Les Stroud is Everyman, if first impressions are to be trusted. And I think they are.

Patrick Dempsey, not so much. When Dempsey is in the room, people stir in an electrified way. They become like the leaves of trees that shudder restlessly before a storm. I don’t think it’s merely a physical attraction thing; although, ain’t he dreamy?

Dempsey has an aura that makes him larger than life; a thrumming energy, born in Hollywood, that feels like it might be dangerous. You see that energy at work as normally staid men begin to stammer and local beauty queens turn suddenly shy. Dempsey has it, whatever it is.

Celebrity is a mystical thing and it affects people in different ways. I know a guy who could take or leave your average star out of Hollyweird. George Clooney? Who gives a rat’s patootie? Jessica Simpson? Fine-looking lass, but I’ll bet she has gross personal habits just like the rest of us.

Introduce the guy to a sports star, though, and he’s digging around in his hope chest, searching for his autograph book. “Heavens! It’s Derek Jeter? Quick, how is my hair?”

Me, I’m generally not starstruck, but you can’t ignore the power of the super-famous to generate that weird vibe. Some stars have it, some don’t, and it doesn’t seem to depend on their particular level of fame. They’re either a megastar too hot to touch, or a megastar who’s perfectly approachable.

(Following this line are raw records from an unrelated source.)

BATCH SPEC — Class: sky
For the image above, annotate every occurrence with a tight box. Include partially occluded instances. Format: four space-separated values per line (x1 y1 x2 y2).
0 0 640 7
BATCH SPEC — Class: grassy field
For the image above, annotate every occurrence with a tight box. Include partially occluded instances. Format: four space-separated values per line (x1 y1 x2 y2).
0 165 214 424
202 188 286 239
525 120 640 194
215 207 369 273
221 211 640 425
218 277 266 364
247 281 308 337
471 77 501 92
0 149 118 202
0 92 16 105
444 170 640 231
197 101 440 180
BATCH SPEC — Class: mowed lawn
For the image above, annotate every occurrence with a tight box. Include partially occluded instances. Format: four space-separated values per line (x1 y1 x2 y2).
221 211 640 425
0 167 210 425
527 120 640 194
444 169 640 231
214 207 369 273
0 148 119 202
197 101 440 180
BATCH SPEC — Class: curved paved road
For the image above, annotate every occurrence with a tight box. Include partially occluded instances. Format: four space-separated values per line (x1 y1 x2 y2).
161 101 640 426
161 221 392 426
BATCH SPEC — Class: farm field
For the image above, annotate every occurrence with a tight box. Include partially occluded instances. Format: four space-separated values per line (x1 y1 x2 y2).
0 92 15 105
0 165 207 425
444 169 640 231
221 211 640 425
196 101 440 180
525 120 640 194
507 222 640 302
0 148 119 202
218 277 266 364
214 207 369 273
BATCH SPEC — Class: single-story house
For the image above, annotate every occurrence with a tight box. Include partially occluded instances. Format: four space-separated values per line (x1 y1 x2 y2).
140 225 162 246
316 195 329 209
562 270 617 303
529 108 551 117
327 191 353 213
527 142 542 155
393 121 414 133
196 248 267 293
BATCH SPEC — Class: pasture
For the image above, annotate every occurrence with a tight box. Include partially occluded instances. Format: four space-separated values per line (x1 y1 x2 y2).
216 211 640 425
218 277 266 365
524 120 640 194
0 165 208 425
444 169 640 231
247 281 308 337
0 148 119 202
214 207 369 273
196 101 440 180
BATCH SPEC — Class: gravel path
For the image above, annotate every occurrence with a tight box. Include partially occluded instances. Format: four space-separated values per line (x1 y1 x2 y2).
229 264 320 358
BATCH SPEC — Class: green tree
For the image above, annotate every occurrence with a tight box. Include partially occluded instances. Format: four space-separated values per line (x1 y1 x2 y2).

Stephen King, in my view, is a weird exception to these rules. Stephen King somehow manages to be both. When he’s in the room, you think: Why, he’s just regular folk. I could have a caramel apple with that guy.

And then you have a one-on-one conversation with the big fella and his greatness — his KINGness — just radiates. You feel the mad genius rolling off him like the heat of a house fire. You think: Holy crap! This is the guy who wrote “The Stand!” and “Pet Sematary,” and “‘Salem’s Lot,” and “The Green Mile!” And looking at him straight on is like looking directly at the noon sun, so you run away like a shy school girl, giggling, blushing and pausing three blocks away to carve his name into a tree.

Or maybe that’s just me.

I met Conan O’Brien once in Marblehead. I was having a cup of coffee out near the ocean, Conan was at work being super tall. He said hello; I said hello back. The exchange was so commonplace, I’d completely forgotten about it by the time I got home.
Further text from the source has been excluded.